The house itself had been built in the late 1880s I think, and an addition, that included his rooms (he had two and a bathroom in which the water had been shut off, up the back stairs from the kitchen), had been added in the 1930s.

I hated Dan's rooms. They felt wrong, and I couldn't stand to be in them. The outer room was manageable, especially if I wasn't alone. The inner room was intolerable to me, and I ran screaming from it in random terror more than once.

Now it's easy to call that hysteria -- nothing rational was going on around me back then, and I was 18, frightened of everything and out of my goddamned mind and dating an abuser (he once gagged me with a sock and threatened to gouge my eyes out with a spork for grinding my teeth in my sleep) from an abusive family, but the fact remains, that room was wrong, and he eventually told me that a young boy had been raped and murdered there not long after the 1930s addition and that the house had then been sold during the War.

I'm pretty sure the problem with the room for me wasn't the boy, although I thought I saw him in that shut off bathroom once, huddled, naked, in the empty tub.

Here's the thing. Like all little goth boys of that year, Dan loved The Sandman (let's face it, he probably wanted to fuck Morpheus's brains out) and tried to get me into the comic. But it was hard for me. I wasn't Death. I didn't want to date Morpheus. I wasn't special like Delirium or hot like Desire and I wasn't as normal or odd as any of comic's mere mortals.

So I thought the stories were good, but it wasn't really me. I mean, I just wasn't cool enough for it. I knew that. Dan's sister knew that. Dan's best friend that he was fucking since I wouldn't put out knew that. Everybody knew that. Except Dan.

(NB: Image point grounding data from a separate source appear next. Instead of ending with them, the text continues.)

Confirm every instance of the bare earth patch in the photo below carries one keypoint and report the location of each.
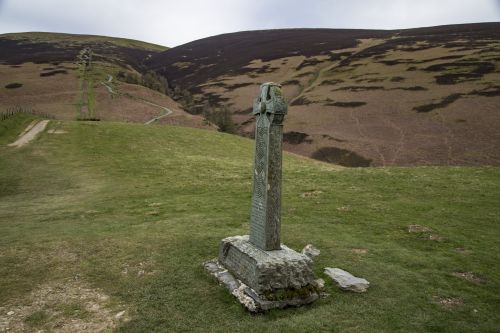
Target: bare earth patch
(311, 194)
(449, 302)
(417, 228)
(470, 276)
(65, 306)
(30, 133)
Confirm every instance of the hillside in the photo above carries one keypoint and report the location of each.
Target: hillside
(427, 96)
(105, 225)
(40, 72)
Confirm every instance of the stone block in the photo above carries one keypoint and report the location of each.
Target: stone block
(266, 272)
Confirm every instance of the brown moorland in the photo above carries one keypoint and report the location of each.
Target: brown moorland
(427, 96)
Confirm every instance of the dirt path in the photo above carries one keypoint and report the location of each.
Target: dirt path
(30, 133)
(166, 110)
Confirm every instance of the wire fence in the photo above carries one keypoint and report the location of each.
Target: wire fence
(24, 110)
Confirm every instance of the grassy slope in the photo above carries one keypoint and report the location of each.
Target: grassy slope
(11, 127)
(77, 38)
(116, 195)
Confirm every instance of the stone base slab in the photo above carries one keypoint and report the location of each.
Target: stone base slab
(249, 297)
(266, 272)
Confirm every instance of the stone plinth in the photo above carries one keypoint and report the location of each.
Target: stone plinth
(277, 274)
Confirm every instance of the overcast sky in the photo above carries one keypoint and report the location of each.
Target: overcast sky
(174, 22)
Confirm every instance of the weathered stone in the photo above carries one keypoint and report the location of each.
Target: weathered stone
(247, 296)
(346, 280)
(311, 251)
(265, 271)
(258, 270)
(265, 220)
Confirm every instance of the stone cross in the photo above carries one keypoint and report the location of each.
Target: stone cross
(265, 221)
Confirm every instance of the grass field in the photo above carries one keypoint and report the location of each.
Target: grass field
(119, 217)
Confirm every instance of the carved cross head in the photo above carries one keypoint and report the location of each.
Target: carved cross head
(270, 102)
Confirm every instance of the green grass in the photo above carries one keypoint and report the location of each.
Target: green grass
(107, 197)
(11, 127)
(77, 38)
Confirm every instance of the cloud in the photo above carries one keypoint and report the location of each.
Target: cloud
(171, 23)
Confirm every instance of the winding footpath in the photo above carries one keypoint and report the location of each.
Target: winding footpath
(30, 133)
(166, 111)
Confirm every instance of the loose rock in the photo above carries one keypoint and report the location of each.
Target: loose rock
(346, 280)
(311, 251)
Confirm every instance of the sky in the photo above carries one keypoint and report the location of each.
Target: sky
(175, 22)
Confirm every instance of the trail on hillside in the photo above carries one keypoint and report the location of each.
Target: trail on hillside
(30, 133)
(166, 111)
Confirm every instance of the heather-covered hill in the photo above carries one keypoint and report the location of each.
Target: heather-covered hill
(427, 96)
(40, 72)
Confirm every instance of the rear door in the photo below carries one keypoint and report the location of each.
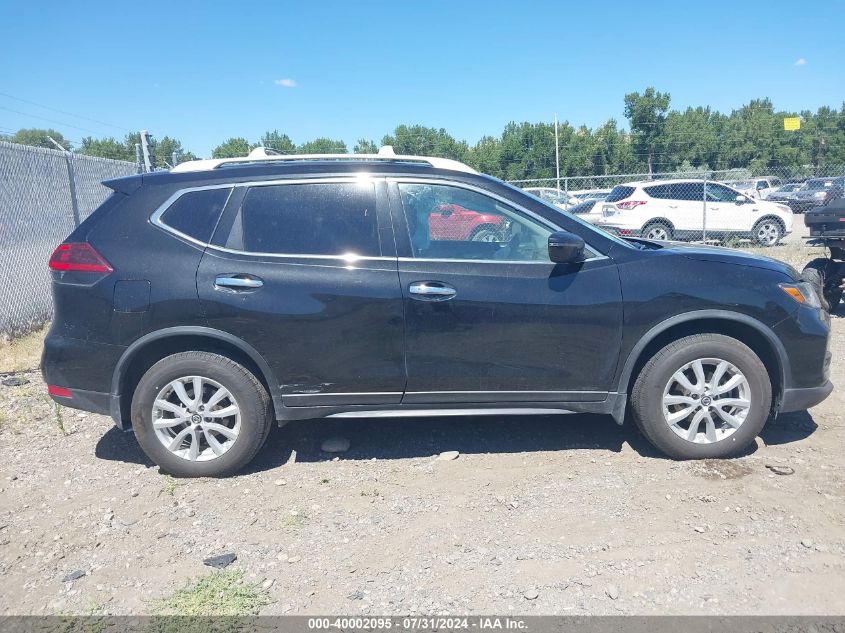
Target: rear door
(495, 320)
(305, 272)
(724, 213)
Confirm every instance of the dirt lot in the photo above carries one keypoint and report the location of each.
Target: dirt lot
(564, 515)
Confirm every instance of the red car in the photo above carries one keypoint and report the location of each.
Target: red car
(454, 222)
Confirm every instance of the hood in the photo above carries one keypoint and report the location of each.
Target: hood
(701, 252)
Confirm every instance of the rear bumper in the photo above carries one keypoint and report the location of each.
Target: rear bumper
(804, 398)
(92, 401)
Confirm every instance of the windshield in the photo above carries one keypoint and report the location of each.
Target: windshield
(574, 218)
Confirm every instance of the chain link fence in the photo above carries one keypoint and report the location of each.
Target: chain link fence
(733, 208)
(44, 195)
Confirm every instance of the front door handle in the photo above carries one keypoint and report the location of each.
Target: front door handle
(237, 281)
(431, 290)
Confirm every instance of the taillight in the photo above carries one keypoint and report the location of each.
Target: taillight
(629, 204)
(78, 256)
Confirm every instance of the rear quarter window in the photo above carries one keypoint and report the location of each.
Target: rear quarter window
(620, 192)
(311, 219)
(659, 191)
(195, 213)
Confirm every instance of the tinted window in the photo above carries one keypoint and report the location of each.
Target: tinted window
(658, 191)
(688, 191)
(618, 193)
(582, 207)
(196, 213)
(719, 193)
(311, 219)
(447, 222)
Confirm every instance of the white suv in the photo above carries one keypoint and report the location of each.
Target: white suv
(675, 209)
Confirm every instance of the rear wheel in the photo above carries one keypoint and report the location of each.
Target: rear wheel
(198, 414)
(768, 232)
(703, 396)
(657, 231)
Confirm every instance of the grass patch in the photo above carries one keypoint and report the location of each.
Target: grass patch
(170, 485)
(224, 593)
(22, 353)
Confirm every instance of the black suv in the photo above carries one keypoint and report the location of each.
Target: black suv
(199, 305)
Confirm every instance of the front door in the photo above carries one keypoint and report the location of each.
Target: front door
(488, 318)
(305, 272)
(724, 213)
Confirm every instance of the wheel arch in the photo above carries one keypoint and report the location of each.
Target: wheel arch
(150, 348)
(770, 216)
(747, 329)
(659, 220)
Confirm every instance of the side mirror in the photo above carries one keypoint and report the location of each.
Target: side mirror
(566, 248)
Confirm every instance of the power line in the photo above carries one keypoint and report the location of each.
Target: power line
(77, 116)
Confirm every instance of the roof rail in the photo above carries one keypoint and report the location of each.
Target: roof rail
(262, 155)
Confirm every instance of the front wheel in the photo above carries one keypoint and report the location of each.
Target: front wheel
(702, 396)
(768, 232)
(657, 231)
(198, 414)
(825, 275)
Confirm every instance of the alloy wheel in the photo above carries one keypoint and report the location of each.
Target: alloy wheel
(196, 418)
(706, 400)
(657, 233)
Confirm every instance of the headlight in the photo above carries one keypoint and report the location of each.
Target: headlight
(802, 292)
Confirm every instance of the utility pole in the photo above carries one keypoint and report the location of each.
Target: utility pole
(71, 180)
(557, 154)
(146, 150)
(56, 143)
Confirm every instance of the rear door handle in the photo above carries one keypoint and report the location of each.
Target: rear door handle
(237, 282)
(431, 290)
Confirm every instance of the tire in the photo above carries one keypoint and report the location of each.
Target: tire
(486, 233)
(657, 231)
(768, 232)
(825, 276)
(215, 446)
(657, 381)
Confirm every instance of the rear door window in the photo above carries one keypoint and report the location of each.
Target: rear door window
(310, 219)
(659, 191)
(688, 191)
(620, 192)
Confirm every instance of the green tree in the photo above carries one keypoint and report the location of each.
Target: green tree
(322, 146)
(418, 140)
(107, 148)
(363, 146)
(279, 142)
(37, 137)
(235, 147)
(647, 114)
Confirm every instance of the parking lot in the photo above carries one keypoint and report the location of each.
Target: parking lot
(564, 515)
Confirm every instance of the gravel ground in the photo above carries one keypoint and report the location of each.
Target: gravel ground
(546, 515)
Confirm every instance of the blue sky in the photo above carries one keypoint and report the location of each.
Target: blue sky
(205, 71)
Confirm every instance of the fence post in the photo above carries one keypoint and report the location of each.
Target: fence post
(74, 203)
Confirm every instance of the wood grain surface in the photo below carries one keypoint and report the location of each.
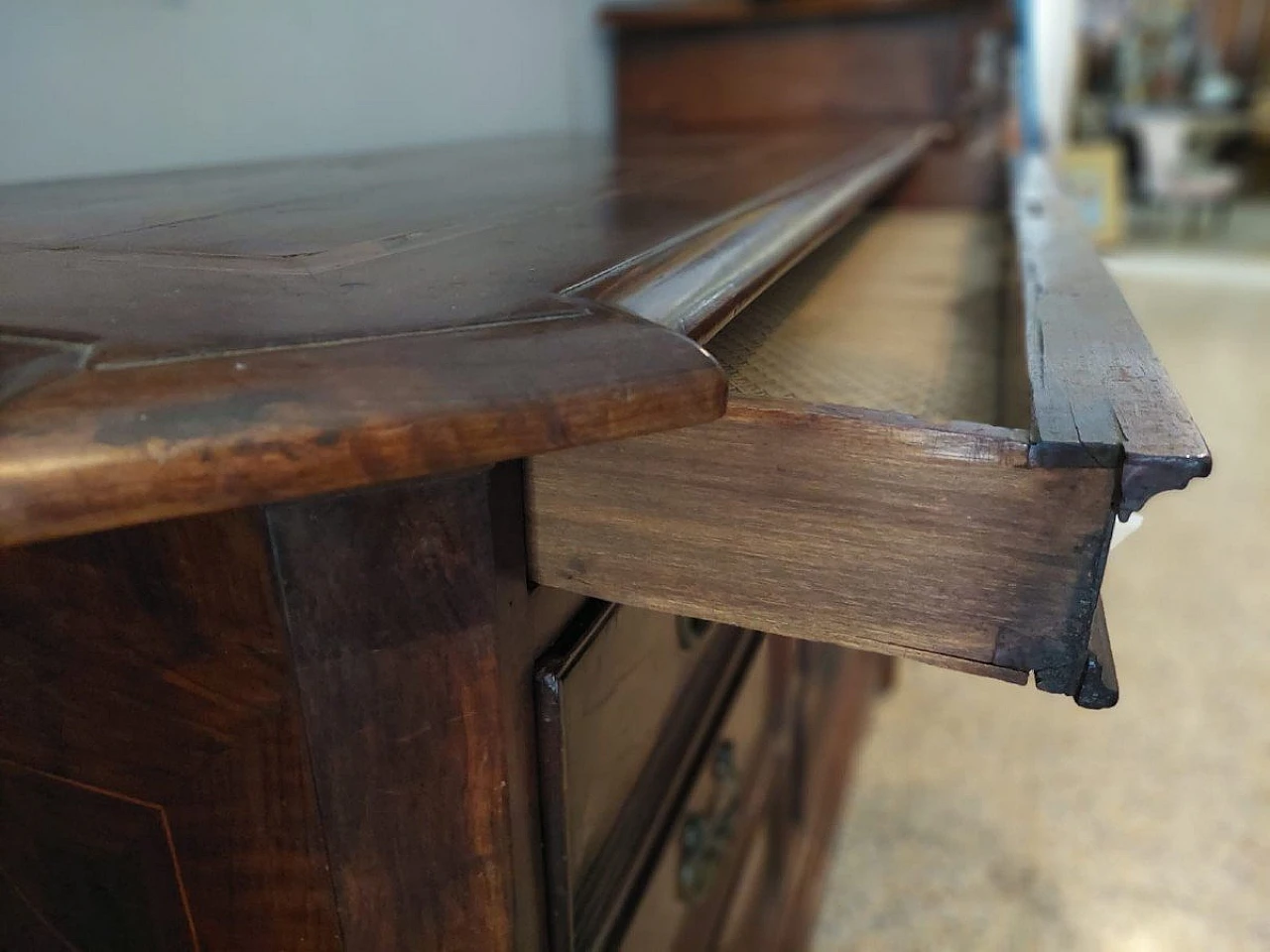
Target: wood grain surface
(866, 530)
(1098, 394)
(901, 311)
(155, 787)
(407, 612)
(190, 341)
(621, 705)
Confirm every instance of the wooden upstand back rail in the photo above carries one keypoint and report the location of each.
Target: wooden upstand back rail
(389, 567)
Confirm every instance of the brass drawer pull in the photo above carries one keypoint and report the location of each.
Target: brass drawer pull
(706, 835)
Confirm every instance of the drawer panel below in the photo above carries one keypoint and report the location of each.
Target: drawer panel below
(710, 834)
(621, 701)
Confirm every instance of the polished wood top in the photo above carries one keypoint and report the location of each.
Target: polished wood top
(197, 340)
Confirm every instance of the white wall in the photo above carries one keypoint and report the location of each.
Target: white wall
(96, 86)
(1056, 24)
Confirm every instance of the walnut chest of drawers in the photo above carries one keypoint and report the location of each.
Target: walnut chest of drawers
(499, 546)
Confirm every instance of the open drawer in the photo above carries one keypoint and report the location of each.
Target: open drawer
(934, 420)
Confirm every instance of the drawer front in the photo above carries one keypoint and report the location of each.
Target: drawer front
(707, 841)
(866, 485)
(620, 701)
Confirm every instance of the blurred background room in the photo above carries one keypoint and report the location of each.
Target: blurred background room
(978, 820)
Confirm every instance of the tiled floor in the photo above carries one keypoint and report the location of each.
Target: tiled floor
(992, 817)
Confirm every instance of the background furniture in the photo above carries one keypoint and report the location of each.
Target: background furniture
(499, 546)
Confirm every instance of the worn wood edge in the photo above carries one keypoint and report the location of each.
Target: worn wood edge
(952, 439)
(1098, 688)
(1058, 262)
(698, 281)
(1065, 664)
(1057, 658)
(63, 476)
(30, 361)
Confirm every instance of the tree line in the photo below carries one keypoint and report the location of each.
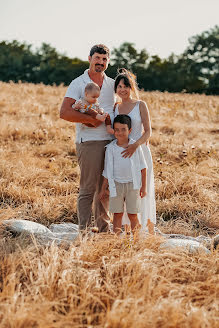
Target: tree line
(195, 70)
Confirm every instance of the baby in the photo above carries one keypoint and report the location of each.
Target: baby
(89, 105)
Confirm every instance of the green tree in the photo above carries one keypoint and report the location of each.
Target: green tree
(17, 62)
(202, 57)
(127, 56)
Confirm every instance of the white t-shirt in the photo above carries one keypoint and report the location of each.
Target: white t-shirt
(137, 163)
(106, 101)
(121, 166)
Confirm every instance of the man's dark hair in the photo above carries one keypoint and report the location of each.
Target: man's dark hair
(100, 49)
(123, 119)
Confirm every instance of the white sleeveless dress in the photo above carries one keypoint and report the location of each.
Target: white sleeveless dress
(148, 204)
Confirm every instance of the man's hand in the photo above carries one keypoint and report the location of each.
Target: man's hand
(143, 191)
(77, 105)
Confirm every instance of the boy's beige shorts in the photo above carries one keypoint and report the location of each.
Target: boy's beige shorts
(125, 194)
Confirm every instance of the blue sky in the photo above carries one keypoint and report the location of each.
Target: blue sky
(72, 27)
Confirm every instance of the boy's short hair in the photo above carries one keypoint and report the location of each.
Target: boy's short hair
(100, 49)
(123, 119)
(91, 87)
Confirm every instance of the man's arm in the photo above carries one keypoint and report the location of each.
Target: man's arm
(67, 113)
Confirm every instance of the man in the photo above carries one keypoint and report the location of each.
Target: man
(91, 136)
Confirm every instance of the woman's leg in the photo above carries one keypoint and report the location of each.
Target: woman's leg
(150, 226)
(117, 223)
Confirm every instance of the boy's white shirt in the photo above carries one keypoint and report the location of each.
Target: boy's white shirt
(135, 167)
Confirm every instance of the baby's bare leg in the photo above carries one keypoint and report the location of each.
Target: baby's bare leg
(135, 226)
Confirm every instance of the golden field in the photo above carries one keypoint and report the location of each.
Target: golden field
(105, 281)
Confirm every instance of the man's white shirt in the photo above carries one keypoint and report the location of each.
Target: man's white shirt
(106, 101)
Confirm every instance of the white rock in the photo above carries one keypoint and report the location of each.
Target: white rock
(184, 244)
(64, 227)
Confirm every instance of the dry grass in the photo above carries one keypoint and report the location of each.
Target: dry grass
(104, 281)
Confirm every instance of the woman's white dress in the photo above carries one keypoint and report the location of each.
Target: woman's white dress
(148, 204)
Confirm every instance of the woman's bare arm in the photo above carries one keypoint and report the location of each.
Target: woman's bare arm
(145, 117)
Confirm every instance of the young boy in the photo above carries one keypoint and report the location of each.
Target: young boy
(126, 177)
(89, 105)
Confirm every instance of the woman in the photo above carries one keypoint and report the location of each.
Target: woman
(125, 88)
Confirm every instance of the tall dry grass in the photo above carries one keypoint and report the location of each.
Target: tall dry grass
(104, 281)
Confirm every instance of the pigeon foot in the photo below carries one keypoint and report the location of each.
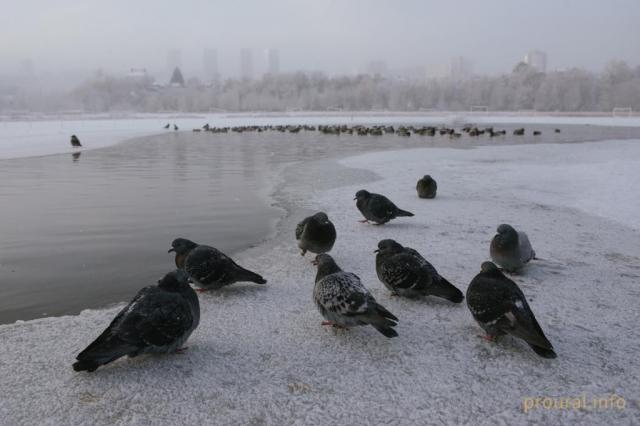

He tried so hard. Pleaded with me really to get it. And the only part that I got, back then, was the parliment of rooks. I was that bird who would be let go or pecked to death. Because I was a storyteller and always before a jury.

So I when I tell you I have an affinity for birds, this is what I mean. A parliment of rooks, the crow I talked to on top of a car in New York City years later, the clouds of grackles rising up from the roofs of service stations in the Texas dawn.

I thought I was that rook then, because I thought I was dying. Because I thought a ghost in Dan's house would rape me. Becuase I thought I was damned for not saving his sister and trying, stupidly, to help him. Because I was ashamed, that I only broke up with him when he took a swing at me (the first, the only) in public and missed. I've always had pride, above all else.

And that was The Sandman for me: a pretty goth girl with an ankh and combat boots and a bunch of birds.

Eventually I grew up and became friends with all these people who are friends of Neil's and I never wibbled and wobbled and oooh'ed and aaaah'ed about it, because his stories hadn't saved me. They didn't even condemn me. They just sort of bore witness, even though they, by and large, probably had better things to do. They certainly saved a lot of my friends. In the end they may have even saved Dan. Or his sister. I don't really know, but would like to think so.

Today I tell stories for a living, in a hundred different modes. And in a couple of weeks, I'll get to help tell two of the stories from The Sandman in a charity effort to make sure that difficult stories are always available to be heard when they are most needed. That they will always save and entertain and bear witness.

No matter what's changed in my life it still comes down to a parliment of rooks and a boy who may or may not have existed, who may or may not have been raped and murdered, and the girl I may or may not have once been.